SERIES HIGHLIGHT: This weekend’s game will mark the Raiders’ first December visit to Miami since 2002 when Dolphins fans were treated to a great game between two good teams. The Dolphins prevailed, 23-17, behind three sacks by
RAIDERS’ RECORD: 7-4
LAST GAME: Beat Chicago, 25-20
OVERVIEW: Between the death of longtime owner Al Davis in October, an emotional victory over Houston the next day and the trade for veteran quarterback Carson Palmer, it has been an eventful season in Oakland. But heading into the final five weeks, the Raiders find themselves in great position to return to the playoffs for the first time since 2002.
THE RAIDERS’ STRENGTH ON OFFENSE: The Raiders were held to 73 yards rushing by Chicago on Sunday, but that was an aberration. Oakland actually averages more than twice that many yards (149) per game. Oakland has great depth at running back, and has had success on the ground even with Darren McFadden sidelined for the past few weeks with a foot injury.
THE RAIDERS’ QUESTION MARK ON OFFENSE: Now that Palmer appears to have worked out the rust he showed in his first outing with Oakland, the Raiders have great balance offensively. Oakland had a problem with turnovers earlier this season, but seems to have fixed that as well.
THE RAIDERS’ STRENGTH ON DEFENSE: Even after losing star cornerback Nnamdi Asomugha in free agency, Oakland still plays very good pass defense — opponents are completing only 52 percent of their passes. The Raiders have a very good pass rush, led by Kamerion Wimbley, Richard Seymour and Tommy Kelly.

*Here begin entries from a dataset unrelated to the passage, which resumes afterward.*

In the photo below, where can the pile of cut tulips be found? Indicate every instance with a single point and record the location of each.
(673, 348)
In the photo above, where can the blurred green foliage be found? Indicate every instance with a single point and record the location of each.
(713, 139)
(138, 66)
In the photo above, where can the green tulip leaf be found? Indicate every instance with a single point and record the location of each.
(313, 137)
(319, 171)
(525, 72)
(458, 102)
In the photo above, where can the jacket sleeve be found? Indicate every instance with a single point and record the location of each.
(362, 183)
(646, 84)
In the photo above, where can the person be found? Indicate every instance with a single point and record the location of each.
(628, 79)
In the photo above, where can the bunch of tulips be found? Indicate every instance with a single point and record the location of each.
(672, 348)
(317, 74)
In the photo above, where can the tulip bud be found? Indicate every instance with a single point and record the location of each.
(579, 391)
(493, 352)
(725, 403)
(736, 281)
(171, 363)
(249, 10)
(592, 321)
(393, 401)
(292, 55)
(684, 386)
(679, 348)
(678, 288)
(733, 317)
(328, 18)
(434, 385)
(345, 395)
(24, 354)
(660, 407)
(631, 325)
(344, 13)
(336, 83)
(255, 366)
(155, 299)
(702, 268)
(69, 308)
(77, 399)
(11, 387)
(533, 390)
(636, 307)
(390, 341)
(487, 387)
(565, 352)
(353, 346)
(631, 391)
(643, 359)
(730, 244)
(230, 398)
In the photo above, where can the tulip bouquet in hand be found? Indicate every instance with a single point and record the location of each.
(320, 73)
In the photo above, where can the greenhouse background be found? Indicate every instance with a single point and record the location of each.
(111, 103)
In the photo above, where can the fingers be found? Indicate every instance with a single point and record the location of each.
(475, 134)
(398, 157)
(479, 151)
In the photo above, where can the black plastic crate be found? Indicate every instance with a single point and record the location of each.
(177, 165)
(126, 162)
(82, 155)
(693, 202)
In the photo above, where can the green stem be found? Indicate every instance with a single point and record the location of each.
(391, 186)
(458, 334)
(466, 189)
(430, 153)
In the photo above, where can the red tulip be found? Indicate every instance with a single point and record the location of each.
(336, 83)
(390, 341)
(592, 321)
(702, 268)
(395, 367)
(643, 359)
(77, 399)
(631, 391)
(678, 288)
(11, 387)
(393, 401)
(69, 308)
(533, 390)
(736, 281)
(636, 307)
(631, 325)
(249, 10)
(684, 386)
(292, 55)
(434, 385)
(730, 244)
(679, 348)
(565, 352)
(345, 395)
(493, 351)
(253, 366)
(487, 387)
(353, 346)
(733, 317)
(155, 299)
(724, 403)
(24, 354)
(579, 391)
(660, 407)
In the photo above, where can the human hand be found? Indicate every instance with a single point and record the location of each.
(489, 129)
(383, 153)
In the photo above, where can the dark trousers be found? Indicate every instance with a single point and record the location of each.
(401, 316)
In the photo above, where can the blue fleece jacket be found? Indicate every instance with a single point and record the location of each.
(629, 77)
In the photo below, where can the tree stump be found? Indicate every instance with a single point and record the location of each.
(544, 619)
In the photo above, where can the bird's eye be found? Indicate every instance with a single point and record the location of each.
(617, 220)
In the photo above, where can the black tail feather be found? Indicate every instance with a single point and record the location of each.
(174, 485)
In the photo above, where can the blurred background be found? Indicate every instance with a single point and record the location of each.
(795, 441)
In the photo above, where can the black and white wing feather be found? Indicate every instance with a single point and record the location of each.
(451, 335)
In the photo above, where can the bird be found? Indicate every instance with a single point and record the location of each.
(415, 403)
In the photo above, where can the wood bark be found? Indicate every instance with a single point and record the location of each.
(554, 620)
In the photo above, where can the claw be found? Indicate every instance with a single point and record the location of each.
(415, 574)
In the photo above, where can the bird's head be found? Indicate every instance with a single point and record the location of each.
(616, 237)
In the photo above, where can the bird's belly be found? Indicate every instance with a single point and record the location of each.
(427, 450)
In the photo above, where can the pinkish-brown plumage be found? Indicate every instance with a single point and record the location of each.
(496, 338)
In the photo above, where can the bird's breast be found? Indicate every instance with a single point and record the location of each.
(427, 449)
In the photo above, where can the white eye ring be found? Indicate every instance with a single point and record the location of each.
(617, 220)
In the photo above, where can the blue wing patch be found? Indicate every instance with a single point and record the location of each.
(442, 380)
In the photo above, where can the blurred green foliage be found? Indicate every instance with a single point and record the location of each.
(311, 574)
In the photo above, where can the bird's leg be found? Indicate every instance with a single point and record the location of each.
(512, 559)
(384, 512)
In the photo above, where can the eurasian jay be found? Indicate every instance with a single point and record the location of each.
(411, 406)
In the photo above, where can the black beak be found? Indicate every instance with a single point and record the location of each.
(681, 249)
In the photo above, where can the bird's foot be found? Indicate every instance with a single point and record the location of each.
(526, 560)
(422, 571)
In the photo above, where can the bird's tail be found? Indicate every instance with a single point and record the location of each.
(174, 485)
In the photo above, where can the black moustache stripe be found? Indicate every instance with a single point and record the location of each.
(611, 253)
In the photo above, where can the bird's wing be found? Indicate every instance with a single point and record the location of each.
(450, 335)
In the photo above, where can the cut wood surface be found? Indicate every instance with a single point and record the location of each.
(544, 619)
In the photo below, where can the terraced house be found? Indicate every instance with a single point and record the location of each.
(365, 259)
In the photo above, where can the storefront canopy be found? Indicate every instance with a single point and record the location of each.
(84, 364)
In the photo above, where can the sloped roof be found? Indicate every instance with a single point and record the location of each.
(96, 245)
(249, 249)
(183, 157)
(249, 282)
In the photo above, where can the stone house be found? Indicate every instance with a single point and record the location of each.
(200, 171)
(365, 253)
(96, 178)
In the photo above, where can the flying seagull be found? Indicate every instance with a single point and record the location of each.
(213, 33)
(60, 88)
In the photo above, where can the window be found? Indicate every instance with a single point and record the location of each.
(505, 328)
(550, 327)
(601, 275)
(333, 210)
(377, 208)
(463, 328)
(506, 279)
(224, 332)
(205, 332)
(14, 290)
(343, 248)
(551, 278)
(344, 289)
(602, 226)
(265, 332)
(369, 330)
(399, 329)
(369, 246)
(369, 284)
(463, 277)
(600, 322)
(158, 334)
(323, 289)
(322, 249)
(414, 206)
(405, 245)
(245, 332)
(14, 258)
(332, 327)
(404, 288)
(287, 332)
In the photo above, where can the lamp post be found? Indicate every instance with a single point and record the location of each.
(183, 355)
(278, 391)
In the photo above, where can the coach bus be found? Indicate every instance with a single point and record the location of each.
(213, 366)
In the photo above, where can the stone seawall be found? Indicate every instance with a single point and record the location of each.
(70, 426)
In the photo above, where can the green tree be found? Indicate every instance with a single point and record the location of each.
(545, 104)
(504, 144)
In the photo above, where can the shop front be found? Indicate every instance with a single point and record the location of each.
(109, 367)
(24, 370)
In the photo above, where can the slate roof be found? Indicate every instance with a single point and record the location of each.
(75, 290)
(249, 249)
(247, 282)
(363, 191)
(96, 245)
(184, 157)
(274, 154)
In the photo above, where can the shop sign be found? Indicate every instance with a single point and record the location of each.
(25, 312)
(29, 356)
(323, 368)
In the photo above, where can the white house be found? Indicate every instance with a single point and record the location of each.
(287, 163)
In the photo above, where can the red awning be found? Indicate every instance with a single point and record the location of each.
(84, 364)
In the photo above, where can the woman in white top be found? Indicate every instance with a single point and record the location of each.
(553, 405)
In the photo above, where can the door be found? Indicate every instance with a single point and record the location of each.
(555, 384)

THE RAIDERS’ QUESTION MARK ON DEFENSE: As well as they run the ball, the Raiders have an equally tough time stopping the run. Oakland opponents are averaging a very high 5.3 yards per rushing attempt.
THE RAIDERS’ STRENGTH ON SPECIAL TEAMS: In 2001, Oakland spent a first-round pick on kicker Sebastian Janikowski and a fourth-round choice on punter Shane Lechler, and it was a decision that’s paid off. Janikowski is the most powerful kicker in the game, while Lechler has made the Pro Bowl six times and could be headed to Hawaii again this season. Jacoby Ford also is a terrific kickoff returner.
THE RAIDERS’ QUESTION MARK ON SPECIAL TEAMS: Oakland hasn’t been very good in punt coverage. The Raiders are allowing opponents an average of 13.9 yards per punt return and they’ve already given up two touchdowns.